Newsflash! I haven't had a boyfriend in almost two years (exactly in November), which also means I haven't experienced any of the... delightful/sexual benefits that are included in the package in almost two years. Damn, I am strong! I don't know any other guy (especially a gay one) who could hold out for more than a couple of weeks, let alone two years.

And it's not like I can't go and find someone to have sex with. Anyone can do that. I'm looking for something in particular; someone with that certain something that will make my head light and my stomach tight. I guess I am looking for true love. Huh. I thought I gave that up after my last boyfriend gave me some unmentionable, yet curable, STD.

He (the ex) said he loved me, constantly. He was actually worried that I would cheat on him although he was the one who cheated on me AND gave me an infectious surprise that he didn't even have the balls to fess up to. That's been extemely hard to get over. It's even more difficult NOT to think that someone else may do the exact same thing.
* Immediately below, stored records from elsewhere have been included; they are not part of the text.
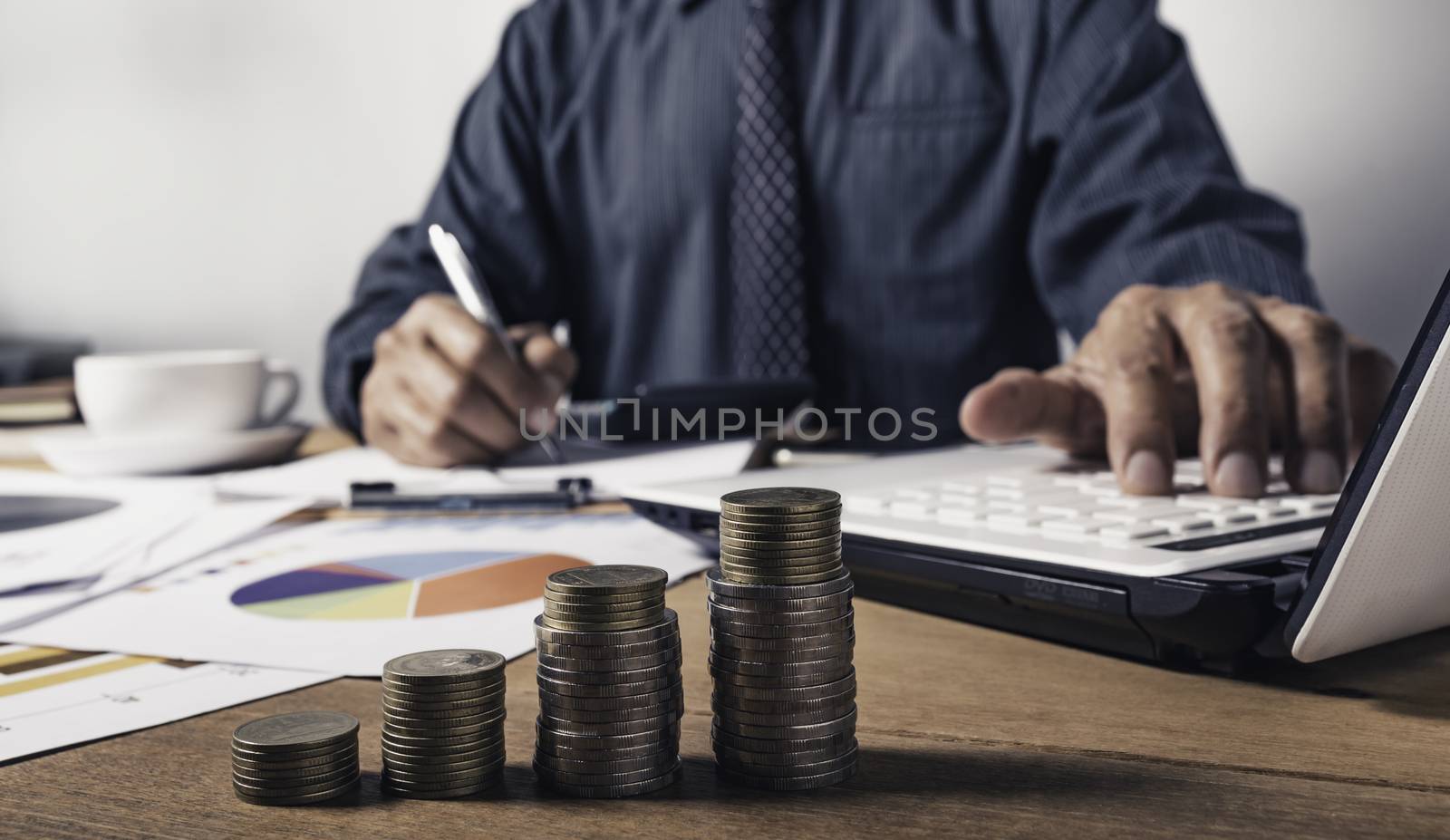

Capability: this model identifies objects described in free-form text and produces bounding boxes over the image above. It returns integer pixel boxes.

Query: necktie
[730,0,809,380]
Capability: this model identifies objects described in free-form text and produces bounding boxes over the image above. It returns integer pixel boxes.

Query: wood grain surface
[0,577,1450,840]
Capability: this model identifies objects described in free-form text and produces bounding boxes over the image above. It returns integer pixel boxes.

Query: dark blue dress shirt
[324,0,1317,439]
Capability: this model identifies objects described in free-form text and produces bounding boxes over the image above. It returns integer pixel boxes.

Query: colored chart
[232,551,589,621]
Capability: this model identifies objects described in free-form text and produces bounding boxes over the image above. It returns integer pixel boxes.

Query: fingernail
[1213,453,1264,497]
[1300,449,1344,493]
[1122,449,1169,493]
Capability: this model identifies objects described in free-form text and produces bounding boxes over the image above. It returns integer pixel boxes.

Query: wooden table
[0,438,1450,840]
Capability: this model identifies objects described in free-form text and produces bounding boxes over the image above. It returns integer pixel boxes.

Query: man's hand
[361,294,577,468]
[962,283,1395,497]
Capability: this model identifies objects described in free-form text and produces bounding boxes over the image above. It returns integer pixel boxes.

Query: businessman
[324,0,1394,497]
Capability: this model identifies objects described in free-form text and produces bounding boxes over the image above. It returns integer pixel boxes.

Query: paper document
[0,470,212,592]
[215,439,756,505]
[0,499,307,632]
[0,644,334,762]
[5,514,713,676]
I tend to give others the benefit of the doubt, even if they don't deserve it. I can only hope and pray it doesn't come back and bite me in ass... again.

Tuesday, August 02, 2005

Why can't things just change over night?

As I wrote earlier, I discovered (or rather realized) people are drawn to me, more so for social purposes rather than intimate ones. Well, after this epiphany I figured my behavior would change (for the better) towards the men I am surrounded by on the daily. Yeah, not so much.

What's happening is around most guys I'll behave normally, but now I've actually targeted a selected few to have super naughty fantasies about. Unfortunately for me, I only have these porno dreams while I'm in their presence. I need help!

Monday, August 01, 2005

So I've been thinking about the whole meeting people at night thing. Honestly, I'm one who prefers meeting new people during the day and hanging(and sticking) with friends at night. Why?

I'm VERY self aware and I know there are guys out there who are all about looks. So when you're out at night with drinks flowing, everything(visually) may seem wonderful and perfect. But what happens when the lights are lifted and the truth is revealed? Are you still everything that person thought you were and vice versa?

I guess I'm afraid of falling into that trap. Or just trying to dodge the possibilty of it happening. I've had great conversations with people when the lights are low in the club or bar; but when the lights are lifted... I do tense up. I do have some acne scares on my face and (sad to say) I worry that someone I believe is my prince may reject me because my skin isn't perfectly clear. I'm already brown, but I use that as a filter for the racist/asshole gays.

I know it's stupid, but there's always SOMETHING (no matter how small) we're insecure about. Just think about it and how it effects your day-to-day.